Professor Alan Cameron, Vice President (Clinical Quality), writes…
The condition heavy menstrual bleeding is sometimes overlooked and not talked about much, but it is a serious condition and affects around one in four women aged between 15 and 50.
It can interfere with a woman’s physical, social and emotional quality of life and each year approximately 30 000 women undergo surgical treatment for heavy menstrual bleeding across England and Wales.
There are procedures to alleviate the symptoms and we are determined to improve care women receive in this area.
Four years ago the National HMB Audit on this topic kicked off, led by us in partnership with the London School of Hygiene & Tropical Medicine (LSHTM) and Ipsos MORI, and now has now come to an end with some interesting results, showing positive steps and revealing where we need to do more work.
It looked at patient outcomes and experience of treatment for women with heavy menstrual bleeding. Overall treatment has improved and 90% of women rated their care as good, very good or excellent.

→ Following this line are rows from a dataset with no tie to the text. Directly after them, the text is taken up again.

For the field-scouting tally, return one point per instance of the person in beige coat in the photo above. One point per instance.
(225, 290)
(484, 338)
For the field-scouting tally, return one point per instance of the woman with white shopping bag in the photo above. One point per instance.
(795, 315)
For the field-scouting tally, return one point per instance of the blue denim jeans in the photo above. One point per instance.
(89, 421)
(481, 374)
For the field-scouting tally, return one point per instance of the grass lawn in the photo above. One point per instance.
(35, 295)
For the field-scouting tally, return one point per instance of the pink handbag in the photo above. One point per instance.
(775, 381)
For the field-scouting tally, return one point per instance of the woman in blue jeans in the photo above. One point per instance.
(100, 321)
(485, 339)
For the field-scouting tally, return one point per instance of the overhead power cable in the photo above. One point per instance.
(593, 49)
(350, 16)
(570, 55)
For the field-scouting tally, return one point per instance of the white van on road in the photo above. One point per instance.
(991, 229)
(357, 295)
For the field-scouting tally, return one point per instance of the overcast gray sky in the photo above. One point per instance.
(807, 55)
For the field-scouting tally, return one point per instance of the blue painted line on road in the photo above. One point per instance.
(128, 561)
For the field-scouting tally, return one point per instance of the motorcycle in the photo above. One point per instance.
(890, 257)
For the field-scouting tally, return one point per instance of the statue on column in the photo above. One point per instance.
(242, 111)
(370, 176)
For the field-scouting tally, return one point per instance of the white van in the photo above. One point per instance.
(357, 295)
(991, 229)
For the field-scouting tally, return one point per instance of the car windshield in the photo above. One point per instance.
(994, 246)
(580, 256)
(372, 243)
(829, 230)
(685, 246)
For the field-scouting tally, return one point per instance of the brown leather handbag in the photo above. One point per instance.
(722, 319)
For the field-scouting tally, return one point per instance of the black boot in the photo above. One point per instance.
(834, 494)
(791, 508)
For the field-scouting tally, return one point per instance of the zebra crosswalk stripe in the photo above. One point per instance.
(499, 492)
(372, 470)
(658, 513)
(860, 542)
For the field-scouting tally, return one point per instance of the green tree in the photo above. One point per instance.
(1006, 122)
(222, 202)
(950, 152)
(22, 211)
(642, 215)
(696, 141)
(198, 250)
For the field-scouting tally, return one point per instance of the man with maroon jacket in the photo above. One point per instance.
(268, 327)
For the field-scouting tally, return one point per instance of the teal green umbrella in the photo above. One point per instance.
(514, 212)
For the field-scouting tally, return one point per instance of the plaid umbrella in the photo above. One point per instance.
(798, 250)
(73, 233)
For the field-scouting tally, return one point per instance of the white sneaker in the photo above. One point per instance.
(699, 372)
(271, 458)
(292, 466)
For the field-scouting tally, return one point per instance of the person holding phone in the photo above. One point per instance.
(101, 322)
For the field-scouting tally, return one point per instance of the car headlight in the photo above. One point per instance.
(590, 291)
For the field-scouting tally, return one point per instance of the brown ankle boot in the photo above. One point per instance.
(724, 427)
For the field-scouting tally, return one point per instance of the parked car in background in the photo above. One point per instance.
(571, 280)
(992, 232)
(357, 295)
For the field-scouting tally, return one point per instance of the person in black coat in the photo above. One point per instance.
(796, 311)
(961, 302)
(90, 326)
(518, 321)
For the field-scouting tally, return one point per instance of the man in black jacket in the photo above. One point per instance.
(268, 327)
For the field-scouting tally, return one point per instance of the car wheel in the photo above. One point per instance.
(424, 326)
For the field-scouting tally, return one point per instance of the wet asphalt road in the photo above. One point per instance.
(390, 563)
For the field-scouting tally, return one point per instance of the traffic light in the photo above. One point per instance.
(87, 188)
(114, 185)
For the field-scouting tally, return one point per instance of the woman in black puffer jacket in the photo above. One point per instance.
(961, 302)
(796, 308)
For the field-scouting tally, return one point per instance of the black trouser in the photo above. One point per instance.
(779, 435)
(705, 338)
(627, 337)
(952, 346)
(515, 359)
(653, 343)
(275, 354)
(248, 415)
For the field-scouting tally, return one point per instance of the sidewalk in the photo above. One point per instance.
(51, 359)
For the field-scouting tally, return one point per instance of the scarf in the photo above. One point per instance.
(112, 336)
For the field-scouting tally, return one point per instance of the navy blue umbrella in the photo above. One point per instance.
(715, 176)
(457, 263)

Moreover most women had a large improvement in their quality of life in the year following their first gynaecological outpatient appointment.
However, there is much more work to be done in this area and the audit revealed considerable variation in the hospital treatments women received. For example, the percentage of women who had some form of surgical treatment varied between 20% and 60% across NHS hospitals.
The results presented in this report will allow NHS hospitals to review the treatments they offer.
The audit also found differences in the treatment, outcomes and care received in hospital by women of differing ethnicity and socio-economic status. Overall, women from a white ethnic background and those from less deprived areas were more likely to have surgical treatment and experience a greater improvement of their condition in the year after their first outpatient clinic visit than their non-white and more deprived counterparts.
This report highlights the need for further work to understand the access to care for non-white women and for women from more deprived areas.
These important findings allow us as a College to assess the extent to which the NICE guidelines and our own standards are being followed in clinical practice.
This final report makes a number of recommendations to improve services including reviewing existing referral pathways between primary and secondary care, improve information provided to women and to review the care provided to women of non-white ethnicity and those from more socio-economically deprived areas.
I would like to thank all the women who participated in this four year audit as without them this report would have been impossible. Over 8,000 women took part and the questionnaires they filled out provided us with invaluable information into their experience, treatment and satisfaction levels.
This data significantly advances our knowledge and understanding of the treatment and care received by women in hospital for HMB, and the impact on their quality of life.